Engineers at FST have developed several sealing systems for EV batteries – an application that is becoming more critical as these units increase both in terms of physical size and energy-density.
Every battery housing has a cover, so the entire battery need not be discarded if fairly small defects appear. No road-spray can be allowed through the gap between the cover and the housing.
Ingress is, therefore, blocked by a perimeter seal that ranges from two-and-a-half to five metres in length, according to a statement from the German company.
Fire-safety is another vital consideration, FST pointed out: the seal must resist flames over a relatively long period, and help ensure that any fire that those occur does not spread.
Battery seals for EVs undergo flame-spread tests similar to those in use in the aviation industry, the company said. These are harmonised with the US, standard UL 94, in which materials are given a classification based on flame speed.
Helped by aviation experts, at the Tillsonburg facility in Canada FST said it achieved the highest ‘V0’ classification, for one of its compounds. In the testing, the flame completely died out in ten seconds.

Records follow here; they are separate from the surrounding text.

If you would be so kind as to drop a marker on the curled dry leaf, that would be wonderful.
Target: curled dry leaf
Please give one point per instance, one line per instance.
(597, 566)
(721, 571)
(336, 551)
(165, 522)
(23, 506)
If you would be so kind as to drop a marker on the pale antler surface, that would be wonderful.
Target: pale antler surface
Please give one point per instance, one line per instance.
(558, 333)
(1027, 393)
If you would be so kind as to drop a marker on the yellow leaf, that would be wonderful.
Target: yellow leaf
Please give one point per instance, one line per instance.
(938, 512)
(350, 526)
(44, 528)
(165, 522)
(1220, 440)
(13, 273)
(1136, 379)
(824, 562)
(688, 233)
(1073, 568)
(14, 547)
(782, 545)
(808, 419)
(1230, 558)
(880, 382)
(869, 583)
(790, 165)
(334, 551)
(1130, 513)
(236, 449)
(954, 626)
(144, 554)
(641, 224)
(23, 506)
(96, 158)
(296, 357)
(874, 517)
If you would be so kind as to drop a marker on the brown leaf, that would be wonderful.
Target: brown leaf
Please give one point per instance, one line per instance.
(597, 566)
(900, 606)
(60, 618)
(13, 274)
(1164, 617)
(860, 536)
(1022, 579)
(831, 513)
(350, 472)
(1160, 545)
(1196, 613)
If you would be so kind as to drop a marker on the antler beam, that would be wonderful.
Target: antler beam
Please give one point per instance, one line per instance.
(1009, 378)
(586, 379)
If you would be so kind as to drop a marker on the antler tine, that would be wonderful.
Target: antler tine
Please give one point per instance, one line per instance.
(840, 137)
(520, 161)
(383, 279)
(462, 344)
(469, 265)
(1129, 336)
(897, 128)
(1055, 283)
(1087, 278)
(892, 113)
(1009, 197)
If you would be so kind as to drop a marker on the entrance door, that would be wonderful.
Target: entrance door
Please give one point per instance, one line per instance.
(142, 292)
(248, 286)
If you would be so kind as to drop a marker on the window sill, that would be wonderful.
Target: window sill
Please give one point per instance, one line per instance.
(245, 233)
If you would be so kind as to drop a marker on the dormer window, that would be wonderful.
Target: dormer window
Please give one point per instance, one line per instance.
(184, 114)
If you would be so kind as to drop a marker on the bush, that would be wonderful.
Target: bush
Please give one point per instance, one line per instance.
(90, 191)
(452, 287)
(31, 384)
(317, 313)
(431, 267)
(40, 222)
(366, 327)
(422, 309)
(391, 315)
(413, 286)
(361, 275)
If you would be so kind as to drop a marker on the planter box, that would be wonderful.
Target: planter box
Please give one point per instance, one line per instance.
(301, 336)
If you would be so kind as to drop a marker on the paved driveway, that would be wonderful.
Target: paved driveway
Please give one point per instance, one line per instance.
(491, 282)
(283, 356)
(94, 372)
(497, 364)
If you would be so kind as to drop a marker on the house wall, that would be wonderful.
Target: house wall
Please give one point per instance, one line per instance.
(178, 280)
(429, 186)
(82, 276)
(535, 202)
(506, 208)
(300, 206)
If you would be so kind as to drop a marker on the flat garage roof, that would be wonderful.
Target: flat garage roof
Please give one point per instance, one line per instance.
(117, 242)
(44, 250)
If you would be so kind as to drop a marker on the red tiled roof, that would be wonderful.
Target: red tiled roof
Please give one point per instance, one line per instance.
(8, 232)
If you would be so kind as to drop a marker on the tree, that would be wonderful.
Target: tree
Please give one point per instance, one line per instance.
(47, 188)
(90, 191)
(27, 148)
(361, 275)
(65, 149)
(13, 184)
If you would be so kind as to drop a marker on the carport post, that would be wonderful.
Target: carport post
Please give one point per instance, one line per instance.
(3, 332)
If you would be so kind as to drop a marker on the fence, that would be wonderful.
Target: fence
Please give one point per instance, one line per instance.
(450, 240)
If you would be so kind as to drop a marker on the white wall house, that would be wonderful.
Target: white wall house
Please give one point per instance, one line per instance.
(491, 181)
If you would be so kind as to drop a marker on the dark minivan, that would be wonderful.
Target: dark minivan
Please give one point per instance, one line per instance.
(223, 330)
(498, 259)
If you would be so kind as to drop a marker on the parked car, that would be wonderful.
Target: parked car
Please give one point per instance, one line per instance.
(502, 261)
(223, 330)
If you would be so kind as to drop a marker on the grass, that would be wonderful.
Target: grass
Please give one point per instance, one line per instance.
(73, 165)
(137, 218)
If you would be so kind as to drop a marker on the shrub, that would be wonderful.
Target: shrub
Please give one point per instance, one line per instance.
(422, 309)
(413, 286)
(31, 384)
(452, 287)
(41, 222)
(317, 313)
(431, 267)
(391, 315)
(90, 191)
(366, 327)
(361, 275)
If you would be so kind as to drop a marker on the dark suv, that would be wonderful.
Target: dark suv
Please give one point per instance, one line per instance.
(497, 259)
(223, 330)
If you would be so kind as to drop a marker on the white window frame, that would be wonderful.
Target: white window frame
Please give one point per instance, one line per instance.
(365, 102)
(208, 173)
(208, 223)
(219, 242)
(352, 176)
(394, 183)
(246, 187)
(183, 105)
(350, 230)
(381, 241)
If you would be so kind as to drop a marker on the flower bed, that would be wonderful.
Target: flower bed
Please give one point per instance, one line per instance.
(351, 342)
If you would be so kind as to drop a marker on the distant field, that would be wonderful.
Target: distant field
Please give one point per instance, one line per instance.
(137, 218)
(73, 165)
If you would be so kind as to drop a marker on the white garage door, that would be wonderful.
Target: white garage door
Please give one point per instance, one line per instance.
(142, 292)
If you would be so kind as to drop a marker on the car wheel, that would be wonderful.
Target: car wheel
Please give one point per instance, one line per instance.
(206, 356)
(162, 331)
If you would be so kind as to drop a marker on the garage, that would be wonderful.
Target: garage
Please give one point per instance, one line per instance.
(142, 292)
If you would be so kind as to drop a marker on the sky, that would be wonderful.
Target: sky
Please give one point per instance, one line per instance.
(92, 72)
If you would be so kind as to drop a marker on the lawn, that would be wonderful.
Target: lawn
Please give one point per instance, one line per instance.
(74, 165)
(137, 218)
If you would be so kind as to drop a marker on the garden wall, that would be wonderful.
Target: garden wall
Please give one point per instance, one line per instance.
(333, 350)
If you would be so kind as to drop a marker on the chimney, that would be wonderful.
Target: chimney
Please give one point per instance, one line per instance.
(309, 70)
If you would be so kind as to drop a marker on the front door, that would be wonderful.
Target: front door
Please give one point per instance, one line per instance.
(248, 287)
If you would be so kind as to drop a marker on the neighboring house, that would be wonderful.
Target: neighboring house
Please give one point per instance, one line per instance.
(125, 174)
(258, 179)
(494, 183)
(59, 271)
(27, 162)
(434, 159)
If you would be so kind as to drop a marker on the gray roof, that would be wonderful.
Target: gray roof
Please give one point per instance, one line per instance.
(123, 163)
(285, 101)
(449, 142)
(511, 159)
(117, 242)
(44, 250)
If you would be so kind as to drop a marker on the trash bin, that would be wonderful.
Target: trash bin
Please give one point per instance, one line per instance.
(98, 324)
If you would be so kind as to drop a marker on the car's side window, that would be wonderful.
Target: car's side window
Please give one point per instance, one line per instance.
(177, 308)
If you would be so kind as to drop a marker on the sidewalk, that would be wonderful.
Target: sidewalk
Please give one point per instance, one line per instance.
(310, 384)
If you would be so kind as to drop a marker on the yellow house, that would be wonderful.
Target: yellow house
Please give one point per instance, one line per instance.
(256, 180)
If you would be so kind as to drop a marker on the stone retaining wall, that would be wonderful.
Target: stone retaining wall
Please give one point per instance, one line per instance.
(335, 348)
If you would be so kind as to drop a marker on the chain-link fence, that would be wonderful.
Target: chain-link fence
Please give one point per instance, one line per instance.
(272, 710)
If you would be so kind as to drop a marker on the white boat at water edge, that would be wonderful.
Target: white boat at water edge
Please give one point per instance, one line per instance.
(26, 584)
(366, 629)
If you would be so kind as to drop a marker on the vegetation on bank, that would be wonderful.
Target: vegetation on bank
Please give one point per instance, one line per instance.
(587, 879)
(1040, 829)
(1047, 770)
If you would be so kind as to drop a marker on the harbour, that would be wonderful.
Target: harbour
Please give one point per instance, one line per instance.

The ability of a seal to resist a fire over the desired timeframe not only depends on the material chosen for the component – it is also related to whether the seal is properly mounted.
FST said it has, therefore, developed sealing solutions that completely preclude improper mounting, including by robots on high-volume production lines.
These include a ‘foldable seal’ design – fixed aluminium elements with a sealing profile on the outer edge to provide stability and integrated mounting points for the clips used to attach the seal at the housing cover.
The elements are connected to one another using the continuous sealing profile, which exhibits high flexibility and can compensate for small dimensional deviations in the housing.
As the foldable seal is a complete component and does not need to be assembled from separate elements, the reliability of the installation “rises dramatically”, according to the company.
FST has also developed its own endurance tests so it can evaluate housing seals for traction batteries and verify that their operation is problem-free.
The tests avoid the need to use real housings, as the size of these units makes them hard to handle. Instead, they use an hydraulic ram with a frequency of up to 50 hertz to act on a sealed test housing comprising two halves.
According to FST, the set-up simulates the aerodynamic torsion that occurs in actual driving, with slight overpressure continually maintained inside the housing to ensure detection of any leaks.
“The entire test setup is in a climate chamber so the impact of the temperature can be recorded, the company also pointed out.”
“The electric car will prevail,” said Paul Hailey, vice president of the FST gasket division. “But manufacturing large batteries in high volumes is a major challenge for our customers. With our sealing solutions, we are going to help them master this.”